President Trump signed an executive order on January 20, 2025, initiating the United States' second withdrawal from the Paris Climate Agreement, the 2015 international accord committing nations to reduce greenhouse gas emissions to limit global warming to 1.5–2°C above pre-industrial levels. The withdrawal, which takes approximately one year to take legal effect, was confirmed by Fox News, NPR, CNN, the BBC, and the State Department.

This is the second U.S. withdrawal from Paris. Trump first withdrew in 2017; President Biden re-entered the agreement on his first day in office in 2021, and Trump has now withdrawn again on his first day in 2025. The U.S. is the world's second largest greenhouse gas emitter after China, responsible for approximately 14% of global emissions.

Secretary of State Marco Rubio certified the withdrawal to the United Nations on January 21, 2025. European leaders issued statements calling the decision 'deeply disappointing.' UN Secretary-General António Guterres said it was a 'setback' but added that 'the climate crisis will not wait.' China, the EU, and India said they remained committed to the agreement.

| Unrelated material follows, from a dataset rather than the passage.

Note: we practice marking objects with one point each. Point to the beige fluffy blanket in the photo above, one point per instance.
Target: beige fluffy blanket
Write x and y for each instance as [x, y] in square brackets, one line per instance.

NPR, CNN, and climate scientists said the withdrawal would leave the U.S. without a framework for international climate commitments and could undermine global cooperation. Fox News and the Daily Wire framed the decision as protecting American manufacturing jobs, reducing energy costs, and rejecting what they described as an agreement that disadvantaged the U.S. while allowing China and India to increase emissions.